Three methods are available via `filter_svp()`, which takes a fitted model:

- **Corrected Kalman Filter (CKF)**: Gaussian approximation, fast.
- **Gaussian Mixture Kalman Filter (GMKF)**: KSC (1998) 7-component mixture.
  Recommended — dominates CKF even under Gaussianity.
- **Bootstrap Particle Filter (BPF)**: Exact density weights. Gold-standard benchmark.

```{r filtering}
# Fit model
fit_filt <- svp(y, p = 1, J = 10)

# GMKF (recommended)
filt <- filter_svp(fit_filt, method = "mixture")
plot(filt)
```

## Forecasting

Multi-step ahead volatility forecasts using Kalman filtering. Pass a fitted
model object from `svp()`:

```{r forecast}
fit_fc <- svp(sim_lev$y, p = 1, leverage = TRUE)
fc <- forecast_svp(fit_fc, H = 20)
plot(fc)
```

Output scales can be chosen: `"log-variance"` (default), `"variance"`, or
`"volatility"`. All three are always computed and stored.

## References

- Ahsan, M. N. and Dufour, J.-M. (2021).
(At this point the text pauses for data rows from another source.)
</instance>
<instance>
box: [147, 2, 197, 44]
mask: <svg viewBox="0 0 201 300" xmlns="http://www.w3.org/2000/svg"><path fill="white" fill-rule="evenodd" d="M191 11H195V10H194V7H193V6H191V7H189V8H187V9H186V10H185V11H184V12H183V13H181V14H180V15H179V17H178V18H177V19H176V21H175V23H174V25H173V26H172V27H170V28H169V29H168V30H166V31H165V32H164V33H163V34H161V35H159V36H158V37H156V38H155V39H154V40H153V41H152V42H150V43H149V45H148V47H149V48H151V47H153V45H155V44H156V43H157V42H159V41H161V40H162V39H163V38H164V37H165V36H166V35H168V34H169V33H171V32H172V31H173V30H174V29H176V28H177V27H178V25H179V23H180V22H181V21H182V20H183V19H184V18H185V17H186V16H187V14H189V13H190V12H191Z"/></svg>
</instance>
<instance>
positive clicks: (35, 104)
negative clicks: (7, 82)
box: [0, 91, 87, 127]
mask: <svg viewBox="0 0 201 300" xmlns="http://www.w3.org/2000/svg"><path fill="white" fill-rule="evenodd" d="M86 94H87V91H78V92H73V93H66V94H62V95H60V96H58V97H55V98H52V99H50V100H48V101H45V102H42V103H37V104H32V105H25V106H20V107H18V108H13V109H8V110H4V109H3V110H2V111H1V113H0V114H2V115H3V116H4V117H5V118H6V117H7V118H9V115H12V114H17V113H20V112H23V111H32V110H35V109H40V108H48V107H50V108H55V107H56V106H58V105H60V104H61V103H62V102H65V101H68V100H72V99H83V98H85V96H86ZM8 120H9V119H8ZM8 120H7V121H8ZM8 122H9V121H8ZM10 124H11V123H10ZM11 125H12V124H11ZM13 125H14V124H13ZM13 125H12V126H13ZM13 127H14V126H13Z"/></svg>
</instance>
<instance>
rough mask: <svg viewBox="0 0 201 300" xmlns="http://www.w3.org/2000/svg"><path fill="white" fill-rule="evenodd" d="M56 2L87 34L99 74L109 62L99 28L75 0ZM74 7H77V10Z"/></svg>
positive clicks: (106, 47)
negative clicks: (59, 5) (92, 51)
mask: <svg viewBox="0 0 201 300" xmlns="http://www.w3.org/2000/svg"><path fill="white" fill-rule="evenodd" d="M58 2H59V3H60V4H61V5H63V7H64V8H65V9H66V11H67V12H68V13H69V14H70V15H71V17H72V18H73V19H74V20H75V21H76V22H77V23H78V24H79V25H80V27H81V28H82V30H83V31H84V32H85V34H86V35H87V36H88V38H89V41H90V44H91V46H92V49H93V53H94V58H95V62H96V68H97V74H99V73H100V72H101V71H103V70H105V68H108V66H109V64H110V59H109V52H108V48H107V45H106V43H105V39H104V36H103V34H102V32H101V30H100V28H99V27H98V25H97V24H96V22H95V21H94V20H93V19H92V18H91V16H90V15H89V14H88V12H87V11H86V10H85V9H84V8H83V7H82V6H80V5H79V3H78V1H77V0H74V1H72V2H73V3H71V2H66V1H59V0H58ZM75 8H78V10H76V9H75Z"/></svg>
Simple estimators and inference for
  higher-order stochastic volatility models. *Journal of Econometrics*,
  224(1), 181-197.
- Ahsan, M. N., Dufour, J.-M., and Rodriguez-Rondon, G. (2025). Estimation and
  inference for higher-order stochastic volatility models with leverage.
  *Journal of Time Series Analysis*, 46(6), 1064-1084.
- Ahsan, M. N., Dufour, J.-M., and Rodriguez-Rondon, G. (2026). Estimation and
  inference for stochastic volatility models with heavy-tailed distributions.
  Bank of Canada Staff Working Paper 2026-8.
  [doi:10.34989/swp-2026-8](https://doi.org/10.34989/swp-2026-8)
- Dufour, J.-M. (2006). Monte Carlo tests with nuisance parameters: A general
  approach to finite-sample inference and nonstandard asymptotics.
  *Journal of Econometrics*, 133(2), 443-477.